Narrow AI systems are already having the biggest impact in the “text” world through voice and text AI
systems. Siri, Alexa, and Google Assistant are all voice AI systems. ChatGPT is a text AI system. These
narrow AIs are already so good because there is an abundance of easily accessible and high-quality text
data in the world, so they’ve benefitted from having a lot of fuel from the start.

There is, however, a lot of fuel still left in the tank for text AI systems to reach ubiquity and continue
improving.

Frankly, we think the text AI market is going to be dominated by the Big Tech firms because: 1) They have
access to all of the test data they can dream of, and 2) they have the best engineers to make the best
models with all that data.

Therefore, we think the leaders of the text AI market today, including Alphabet, will remain the leaders in
the future. As we’ve been saying, AI is certainly a reason to buy the dip in Big Tech in early 2023.

Tesla (TSLA)

Recently, Morgan Stanley upgraded Tesla (TSLA) stock with a Street-high price target of $400. It’s since
reduced that target to $380, but it remains the highest analyst target on TSLA stock. Why? Because
Morgan Stanley understands how Tesla’s Dojo supercomputer could unlock $500 billion in economic
value.

And while most investors were mesmerized by price target upgrade, I had something else on my mind.

If Dojo is the “real deal” – and I think it is – then this could mark the end of Nvidia’s (NVDA) rule as the
leader of the “Artificial Intelligence Boom.”

Wall Street’s AI Boom began in late 2022 with ChatGPT’s launch. Since then, Nvidia has been the poster
child for AI stocks. That’s all thanks to burgeoning demand for the firm’s next-generation GPUs, which are
used to make and run robust AI models. NVDA stock has surged more than 210% higher this year alone.
But there is growing concern among some in the industry that demand for Nvidia GPUs is maxing out –
and that the big players in the AI Race will start using different GPUs.

Insert Dojo.

Previously, Tesla powered its self-driving operations with a large Nvidia GPU-based supercomputer. But
now, Dojo is Tesla’s AI-powered supercomputer.

Being the “brain” behind Tesla’s self-driving operations, Dojo parses an incredible amount of driving data
to help develop Tesla’s self-driving algorithms.

In other words, Tesla previously used Nvidia GPUs. But now, the EV firm has developed its own
supercomputer that uses its own GPUs custom-built for its AI needs.

And that gets to the crux of the problem here: customization.

In the early innings of the AI boom, Nvidia won big by supplying very advanced but very general-use
GPUs to companies looking to develop broad AI models.

But as the AI race has matured, those companies are now looking to develop more sophisticated and
specialized AI models. For that, they need custom-built GPUs. And economically speaking, it doesn’t make
sense for Nvidia to create custom-built GPUs for every single one of its customers.

So, Nvidia’s largest customers are developing their own custom-built GPUs to meet their own
specialized AI needs.

Tesla and its Dojo supercomputer are just one example.

Ginkgo Bioworks (DNA)

Long story short, the universe of synthetic biology is magnitudes more infinite and complex than the
universe of classical computing.
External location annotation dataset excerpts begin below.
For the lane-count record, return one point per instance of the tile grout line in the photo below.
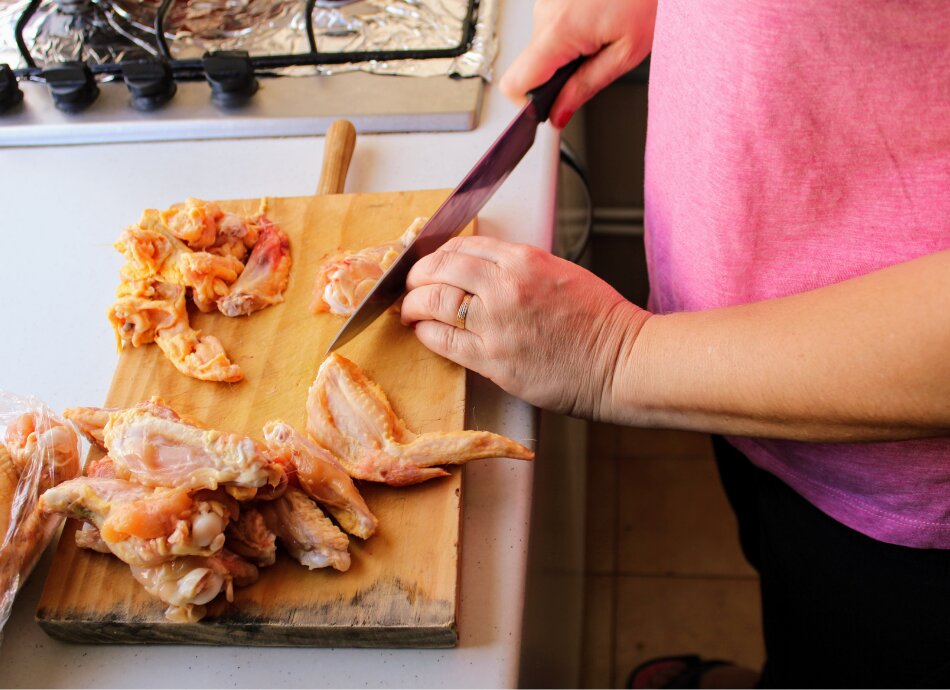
(683, 576)
(614, 595)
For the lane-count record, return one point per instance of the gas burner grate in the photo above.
(194, 68)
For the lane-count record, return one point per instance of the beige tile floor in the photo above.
(664, 573)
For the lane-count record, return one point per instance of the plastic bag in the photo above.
(38, 449)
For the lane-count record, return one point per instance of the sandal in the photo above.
(688, 677)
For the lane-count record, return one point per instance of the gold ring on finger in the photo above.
(462, 313)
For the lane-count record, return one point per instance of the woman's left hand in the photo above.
(542, 328)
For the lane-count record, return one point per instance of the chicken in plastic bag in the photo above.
(38, 450)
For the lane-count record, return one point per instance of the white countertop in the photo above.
(62, 209)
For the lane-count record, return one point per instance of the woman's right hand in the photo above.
(617, 34)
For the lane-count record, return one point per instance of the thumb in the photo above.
(596, 73)
(535, 65)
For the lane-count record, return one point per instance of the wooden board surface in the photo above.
(402, 587)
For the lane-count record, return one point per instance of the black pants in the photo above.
(838, 609)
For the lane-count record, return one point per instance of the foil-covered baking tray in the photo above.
(102, 32)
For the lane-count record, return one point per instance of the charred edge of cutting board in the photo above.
(382, 612)
(251, 635)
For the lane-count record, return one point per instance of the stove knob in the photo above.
(10, 93)
(72, 85)
(231, 76)
(150, 82)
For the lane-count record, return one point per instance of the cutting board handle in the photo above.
(337, 152)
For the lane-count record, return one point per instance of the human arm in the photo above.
(867, 359)
(617, 34)
(862, 360)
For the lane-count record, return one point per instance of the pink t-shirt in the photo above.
(792, 145)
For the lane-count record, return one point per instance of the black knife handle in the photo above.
(545, 95)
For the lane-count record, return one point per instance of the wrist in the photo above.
(616, 345)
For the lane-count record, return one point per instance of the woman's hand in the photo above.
(540, 327)
(618, 34)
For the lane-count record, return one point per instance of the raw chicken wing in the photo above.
(345, 279)
(351, 417)
(250, 538)
(149, 447)
(88, 537)
(187, 584)
(91, 421)
(322, 477)
(46, 444)
(141, 525)
(265, 276)
(306, 532)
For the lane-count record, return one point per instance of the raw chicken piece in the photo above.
(187, 584)
(152, 311)
(235, 236)
(141, 525)
(194, 222)
(250, 538)
(149, 447)
(153, 252)
(322, 477)
(200, 356)
(344, 280)
(265, 276)
(92, 420)
(306, 532)
(9, 478)
(88, 537)
(101, 468)
(41, 440)
(38, 451)
(351, 417)
(145, 307)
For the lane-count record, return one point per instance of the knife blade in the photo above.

So, whereas we’ve made huge advancements in programming computers
over the 40 years, we’ve made very little progress in programming life cells.

Until now.

Recent advancements in artificial intelligence to speed up the DNA sequencing process and classical
computing technologies to improve the accuracy of DNA synthesis and printing have – for the first time
ever – enabled synthetic biology to work in the real world.

So begins the “Synthetic Biology Revolution,” which is also the biggest technological paradigm shift since
the advent of the computer.
And, at the heart of it all, is a company that we believe is the future “Microsoft of synthetic biology.”

The bull thesis on Ginkgo Bioworks (DNA) is relatively straightforward.

We firmly believe that the synthetic biology revolution will change the world over the next few decades
nearly as much as – if not more than – the computing revolution changed the world over the past few
decades. Scientists in the future will inevitably program life cells like software engineers program
computers. This revolution will take many years to evolve, but eventually, synthetic biology will be
ubiquitous and result in optimized life forms. The companies at the epicenter of synthetic biology will be
the technology titans of tomorrow.

Ginkgo Bioworks is an early leader in this space, and importantly, benefits from multiple competitive
advantages as the industry’s first-mover.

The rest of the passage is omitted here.